The Daily Gamecock

Guest Column: An open letter to President Pastides

In the wake of a recent student conduct incident, President Harris Pastides has issued a call for members of the “Carolina family” to “reflect on our values and tell the world what we believe.” Mr. President, I have done so, and here is my conclusion.

The “Carolina family” shares no meaningful values. The university upholds no semblance of a unified system of beliefs. Evidence of this is found in its fragmented curriculum and the Carolinian Creed itself.

The university has abandoned the liberal arts and with it the connection between education and virtue. What was once a unified curriculum oriented toward the permanent, higher things through a study of philosophy, ancient languages and the literature and history of antiquity has dissolved into a collection of specialized fields tied loosely together by the “Carolina Core,” which boils down the age-old subjects that have composed the artes liberales to categories such as “Global Citizenship and Multicultural” and so sophistic a phrase as “Effective, Engaged and Persuasive Communication."

As a modern public institution of higher learning, the university would more appropriately be deemed a "multiversity," in which the unity of the liberal arts has been thoroughly abandoned in favor of utilitarian training. The university fails to impart virtue unto its students; it does not even encourage them to pursue it. Instead it trains them how to market a product or manage a sporting venue, yet it grants Bachelor of Arts degrees to students who know nothing of Plato’s allegory of the cave or Dante’s "Inferno."  Questions such as “What is justice?” and “Is there an absolute standard of morality?” have been replaced with the important, wide-ranging inquiries of tourism management and fashion merchandising.

This abandonment of the university’s history and of the traditional meaning of education is manifested in the Carolinian Creed, a meaningless list of what our modern, liberalized culture has placed upon the throne of virtue. Prudence, justice, temperance and fortitude have been toppled, only to be replaced with such empty concepts as diversity and tolerance. Why should I strive to “learn from differences in people, ideas and opinions” if I am taught no absolute standard of what is right and just? Am I to learn from Islamic extremists? Am I to hold the ideas and opinions of fascists? They certainly have their differences. “Openness” for its own sake and with no moral guidance is flat out dangerous.

President Pastides, I have reflected upon the state of our institution, gazed upon the bland charter that is the Carolinian Creed and made my best effort to tell the world what we do and do not believe. It is clear that the university has succumbed to the pressures of modernity. Under your leadership and the guidance of the Board of Trustees, the university no longer makes an attempt to educate the whole person, instead desiring to meet the economic needs of the state, raise its statistics, churn out graduates and “compete” with other institutions. It has become an institution with no soul, and the Carolinian Creed — our ethical pact — is hollow as a result.

If you seek to stop what plagues our campus and student body, the problem lies beyond the Carolinian Creed; no reflection on its words can solve what ails the university. If you want to know why students keep making public racial slurs and perpetrating sexual assault, look at what our university fails to do, and what it does. Take a look at the many “No Limits” banners on campus. The university administration has indeed shown to all students that they have no limits, despite what our nature as human beings tells us.

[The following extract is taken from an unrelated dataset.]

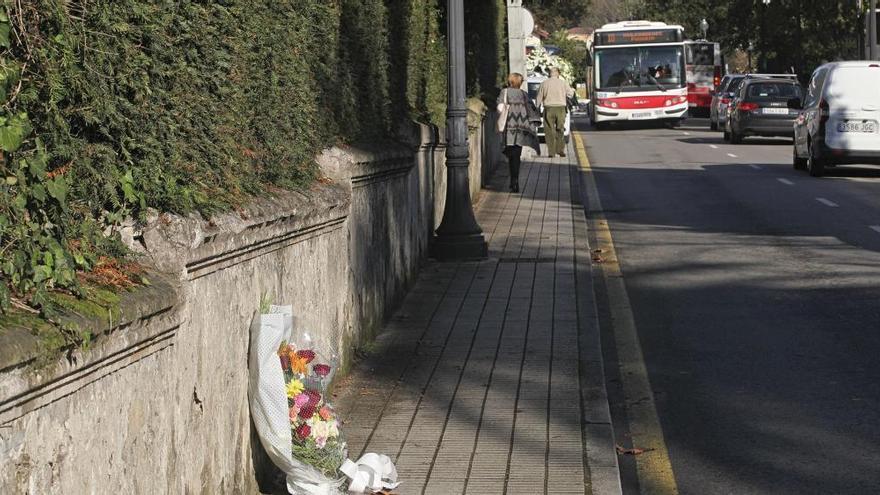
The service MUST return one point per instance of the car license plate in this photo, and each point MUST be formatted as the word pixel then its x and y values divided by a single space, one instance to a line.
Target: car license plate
pixel 869 127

If you desire students and faculty at the University of South Carolina to act with virtue and love for their fellow man, abandon the empty words of the Creed and work to reorient our school toward the constant, immutable things. Take down those “No Limits” banners and get rid of the gimmicks, so that our university can once again educate the whole person instead of seeking to merely manufacture graduates and compete with other schools.

Remind our students that, as human beings, we do have limits, and that there is a higher purpose to education than the salary that may follow. After all, learning humanizes character and does not permit it to be cruel, or have we abandoned that belief, too?